The Almost Gone is a point-and-click puzzle game in which you investigate a variety of different locations presented as miniature dioramas. The story plays out as you piece together clues and examine objects, and it’s one that doesn’t shy away from tough subjects, such as alcoholism. It’s an abstract experience with very little in terms of music or dialogue, but we found ourselves compelled to find out more as we progressed through its five chapters.
In The Almost Gone, you’re stuck in a place between life and death, and it’s up to you to piece together what exactly happened that led you to this moment. Starting in a relatively normal household (albeit with tree trunks ripping through the floorboards and plaster), you’ll then move onto various locations both Interior and exterior. Each scene is made up of a handful of miniature dioramas, which you can rotate in order to closely inspect every nook and cranny.
The majority of the puzzles involve using certain objects within the environment and applying them to another location. A great example in the first chapter features a refrigerator locked up with chains, but the lock itself can be opened by shifting tiles around to form a specific image. For a good while, we were a bit stumped as to how we were going to find the answer to this, but it turns out the two halves of the image were displayed in the corner of two letters we’d collected earlier.

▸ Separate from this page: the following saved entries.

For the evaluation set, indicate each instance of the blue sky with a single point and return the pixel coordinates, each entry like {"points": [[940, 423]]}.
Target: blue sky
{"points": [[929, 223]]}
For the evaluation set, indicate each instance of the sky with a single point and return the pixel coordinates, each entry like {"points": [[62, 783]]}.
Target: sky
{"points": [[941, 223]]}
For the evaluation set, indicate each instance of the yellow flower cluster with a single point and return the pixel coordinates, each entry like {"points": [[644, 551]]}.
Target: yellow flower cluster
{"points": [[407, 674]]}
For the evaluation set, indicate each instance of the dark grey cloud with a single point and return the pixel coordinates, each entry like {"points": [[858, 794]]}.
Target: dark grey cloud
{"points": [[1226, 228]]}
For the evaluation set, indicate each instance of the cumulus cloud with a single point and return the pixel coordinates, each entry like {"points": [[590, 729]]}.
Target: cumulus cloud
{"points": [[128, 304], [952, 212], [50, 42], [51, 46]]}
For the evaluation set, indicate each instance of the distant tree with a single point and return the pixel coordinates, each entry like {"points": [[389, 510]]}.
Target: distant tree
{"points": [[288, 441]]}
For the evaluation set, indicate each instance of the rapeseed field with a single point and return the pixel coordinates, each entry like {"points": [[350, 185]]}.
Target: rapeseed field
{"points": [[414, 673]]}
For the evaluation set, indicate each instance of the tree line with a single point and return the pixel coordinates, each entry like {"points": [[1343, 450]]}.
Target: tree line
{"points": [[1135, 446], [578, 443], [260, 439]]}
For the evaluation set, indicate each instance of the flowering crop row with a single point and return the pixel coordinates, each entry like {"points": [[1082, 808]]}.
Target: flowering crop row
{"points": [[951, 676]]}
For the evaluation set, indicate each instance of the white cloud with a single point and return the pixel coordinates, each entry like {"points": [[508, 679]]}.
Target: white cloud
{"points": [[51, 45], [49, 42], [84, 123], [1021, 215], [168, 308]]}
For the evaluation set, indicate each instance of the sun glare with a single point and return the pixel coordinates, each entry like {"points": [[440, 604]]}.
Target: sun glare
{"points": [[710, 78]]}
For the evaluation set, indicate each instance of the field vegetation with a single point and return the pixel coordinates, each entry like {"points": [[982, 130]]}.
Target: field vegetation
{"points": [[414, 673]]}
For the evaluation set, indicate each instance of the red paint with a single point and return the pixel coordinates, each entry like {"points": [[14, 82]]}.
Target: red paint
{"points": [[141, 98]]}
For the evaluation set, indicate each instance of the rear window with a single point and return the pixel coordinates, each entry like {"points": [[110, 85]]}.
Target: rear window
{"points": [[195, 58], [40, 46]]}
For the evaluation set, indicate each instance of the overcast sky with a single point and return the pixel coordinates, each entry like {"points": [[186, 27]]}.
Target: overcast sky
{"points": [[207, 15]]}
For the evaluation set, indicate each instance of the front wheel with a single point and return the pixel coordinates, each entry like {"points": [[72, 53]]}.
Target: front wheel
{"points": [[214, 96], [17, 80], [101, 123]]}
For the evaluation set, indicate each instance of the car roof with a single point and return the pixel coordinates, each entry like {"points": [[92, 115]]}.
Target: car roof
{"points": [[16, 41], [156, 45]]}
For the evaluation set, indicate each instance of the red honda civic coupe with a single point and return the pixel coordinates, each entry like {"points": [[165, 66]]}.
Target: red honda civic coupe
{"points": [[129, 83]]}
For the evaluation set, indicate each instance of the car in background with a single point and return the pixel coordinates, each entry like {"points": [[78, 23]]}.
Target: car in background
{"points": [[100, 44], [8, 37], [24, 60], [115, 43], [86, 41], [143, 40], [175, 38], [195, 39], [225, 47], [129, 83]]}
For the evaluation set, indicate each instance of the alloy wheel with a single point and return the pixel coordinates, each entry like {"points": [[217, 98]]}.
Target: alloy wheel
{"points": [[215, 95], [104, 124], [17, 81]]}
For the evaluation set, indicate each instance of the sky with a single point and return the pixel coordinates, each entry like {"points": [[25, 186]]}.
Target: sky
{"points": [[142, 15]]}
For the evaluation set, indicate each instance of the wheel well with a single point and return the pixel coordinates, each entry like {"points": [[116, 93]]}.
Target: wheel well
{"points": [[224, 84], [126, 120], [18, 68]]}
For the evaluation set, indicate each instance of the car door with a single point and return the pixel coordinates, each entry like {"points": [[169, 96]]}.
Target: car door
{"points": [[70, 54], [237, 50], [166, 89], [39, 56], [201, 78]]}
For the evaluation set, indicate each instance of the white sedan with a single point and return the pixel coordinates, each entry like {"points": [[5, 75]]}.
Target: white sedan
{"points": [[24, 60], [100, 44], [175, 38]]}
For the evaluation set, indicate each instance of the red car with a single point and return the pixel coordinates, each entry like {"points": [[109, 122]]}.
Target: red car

For the first couple of chapters, it won’t be quite clear where the story is heading, which might be off-putting for some people. However, there’s an undeniable urge to press on once you start figuring out some of the more tricky puzzles. As you begin to unravel more of the game’s secrets, the overall narrative begins to fall into place, and by the end of it, we were quite pleased with how it all turned out.
In terms of its overall presentation, The Almost Gone understands that ‘less is more’. The dioramas have been carefully crafted to communicate areas of importance, whilst leaving out any unnecessary clutter. It can admittedly be a little difficult to pick out certain objects on the Switch’s screen, so we reckon playing in docked mode is the best way to experience this game. Music is largely non-existent, with the game focusing instead on ambient sounds that, again, highlight the more important aspects of the narrative.
If you’re looking for a puzzle game with a carefully considered supporting narrative, you need look no further. The Almost Gone is a game that demands your attention but never feels overly difficult or complex. Our only major issue is that once you’re done and dusted, there’s very little incentive to go back and start again.